Ken's Musings about Linux

Last updated: Monday, 28 March 2005 14:08 -0500


I like Linux quite a lot.

CPU Experiences

I've used Linux on a few different machines: a ThinkPad 770, a ThinkPad 600E, an IBM Aptiva, a Digital PC433, an AMD Athlon, and an IBM 300XL. All except the Digital PC433 are still in use.

Everything has pretty much worked a treat, at least as regards the CPU. In actual point of fact, the embedded WinModem in the ThinkPad 600E is a drag, since Linux can't deal with it. I also had to swap out the 10GB disk that came with that system for a 6GB one because I couldn't get the BIOS to work with the install partitioning. Even now I need to have the disk parameters in my /etc/lilo.conf file in order to boot.

Networking Experiences

I've used IBM token-ring, Ethernet 10base2, 10baseT, and 100baseT, and ppp dialin with my Linux laptops. I no longer use the token-ring stuff; my office has gone completely Ethernet now, and even before that I had a private Ethernet LAN in my office that I used in preference to the token-ring. The token-ring card occasionally got confused and required a reboot, either because it was utterly hosed softwarily or because the driver had oops!ed. No such problems with Ethernet.
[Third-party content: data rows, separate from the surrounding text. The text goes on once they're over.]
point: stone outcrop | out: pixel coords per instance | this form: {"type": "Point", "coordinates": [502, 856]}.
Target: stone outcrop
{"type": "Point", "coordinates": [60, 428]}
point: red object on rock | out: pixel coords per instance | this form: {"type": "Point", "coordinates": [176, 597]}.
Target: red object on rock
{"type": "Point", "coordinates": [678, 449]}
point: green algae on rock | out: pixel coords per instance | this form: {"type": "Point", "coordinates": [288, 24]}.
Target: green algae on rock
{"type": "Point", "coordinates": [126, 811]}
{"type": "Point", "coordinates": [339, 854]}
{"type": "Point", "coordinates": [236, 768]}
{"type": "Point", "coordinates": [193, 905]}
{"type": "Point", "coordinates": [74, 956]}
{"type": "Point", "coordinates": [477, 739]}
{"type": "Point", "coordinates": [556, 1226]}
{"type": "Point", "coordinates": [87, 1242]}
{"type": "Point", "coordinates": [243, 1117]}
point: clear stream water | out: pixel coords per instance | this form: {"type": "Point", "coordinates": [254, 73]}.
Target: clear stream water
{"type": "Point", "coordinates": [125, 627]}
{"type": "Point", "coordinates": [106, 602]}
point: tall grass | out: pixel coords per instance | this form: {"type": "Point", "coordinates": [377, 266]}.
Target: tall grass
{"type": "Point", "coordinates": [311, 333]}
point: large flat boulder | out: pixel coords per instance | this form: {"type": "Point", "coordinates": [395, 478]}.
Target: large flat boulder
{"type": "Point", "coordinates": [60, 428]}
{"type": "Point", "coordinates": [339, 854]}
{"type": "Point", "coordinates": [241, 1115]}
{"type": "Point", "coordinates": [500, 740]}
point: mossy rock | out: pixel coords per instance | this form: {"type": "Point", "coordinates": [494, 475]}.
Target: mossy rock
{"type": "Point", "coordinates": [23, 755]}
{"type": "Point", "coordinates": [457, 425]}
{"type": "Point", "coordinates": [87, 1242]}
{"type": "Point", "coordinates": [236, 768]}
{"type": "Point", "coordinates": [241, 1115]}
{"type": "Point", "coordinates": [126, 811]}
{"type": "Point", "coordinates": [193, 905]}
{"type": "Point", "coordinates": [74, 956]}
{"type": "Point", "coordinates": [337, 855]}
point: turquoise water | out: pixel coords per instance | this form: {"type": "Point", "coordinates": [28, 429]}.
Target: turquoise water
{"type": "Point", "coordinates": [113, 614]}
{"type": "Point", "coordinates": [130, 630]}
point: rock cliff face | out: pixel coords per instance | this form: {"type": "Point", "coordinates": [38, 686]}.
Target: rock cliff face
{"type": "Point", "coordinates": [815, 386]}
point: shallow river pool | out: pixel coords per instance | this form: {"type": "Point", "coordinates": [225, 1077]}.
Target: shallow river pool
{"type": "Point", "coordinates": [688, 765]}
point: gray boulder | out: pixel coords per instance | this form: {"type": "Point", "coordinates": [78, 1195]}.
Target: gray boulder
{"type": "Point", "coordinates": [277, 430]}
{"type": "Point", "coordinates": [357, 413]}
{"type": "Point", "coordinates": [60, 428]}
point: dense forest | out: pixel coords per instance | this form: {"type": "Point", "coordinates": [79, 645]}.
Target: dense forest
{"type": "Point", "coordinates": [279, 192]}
I have a private Ethernet LAN at home, with a 10/100 switch. My home Linux machine does the ISP dial in and acts as a router and masquerades the other systems (one PC, one Macintosh, and two laptops). I recently decided to play around with DHCP, so it also acts as a DHCP server for the LAN.

My Linux and Windows desktop machines at home have 3Com 10/100 PCI cards in them, but I haven't been able to get my laptop's 3Com 3C574-TX 10/100 PCMCIA card to do more than about 1.06MB/s. I'm told this is because it's a 16-bit non-CardBus card, and in order to take advantage of the 100Mbps speed I'll need to replace it with a 32-bit CardBus card. I'm evaluating options on that right now.

I've just bought an Apple AirPort base station and a WaveLAN Orinoco Gold wireless PCMCIA card to play around with wireless access at home, but the parts haven't all come in yet and so this is still coming up to temperature.

My dialin experience using ppp has been very good, although I am consistently plagued by two problems:

  1. Occasionally my pppd will start yakking like mad with the far end, emitting matched ConfReq and ConfRej messages to the syslog. The only way I've found to stop this is to disconnect and reconnect.
  2. Almost every ppp dialin session includes a syslog message about 'Script ?? exited [pid nnnn]'. When that happens, the little bandwidth window stops tracking activity. I have no idea what that's all about, but I wish it didn't happen.

Operating System Experiences

I've only used Red Hat (5.2 through 6.1) and Mandrake (7.0) distributions to date. I only used Mandrake for a few days; when I got the Athlon (a gift from AMD), I said to myself, "Let's try another distribution; I've only used Red Hat." The Mandrake installation worked a treat, but I couldn't get it to dial in to my ISP, and I didn't like the way it had configured the Enlightenment window dressing under GNOME and didn't want to take the time to figure out how to fix it. So I threw it out and installed Red Hat 6.1, and have used Red Hat exclusively ever since. Not that this is necessarily the way it will stay, but I need to get some free time to experiment first.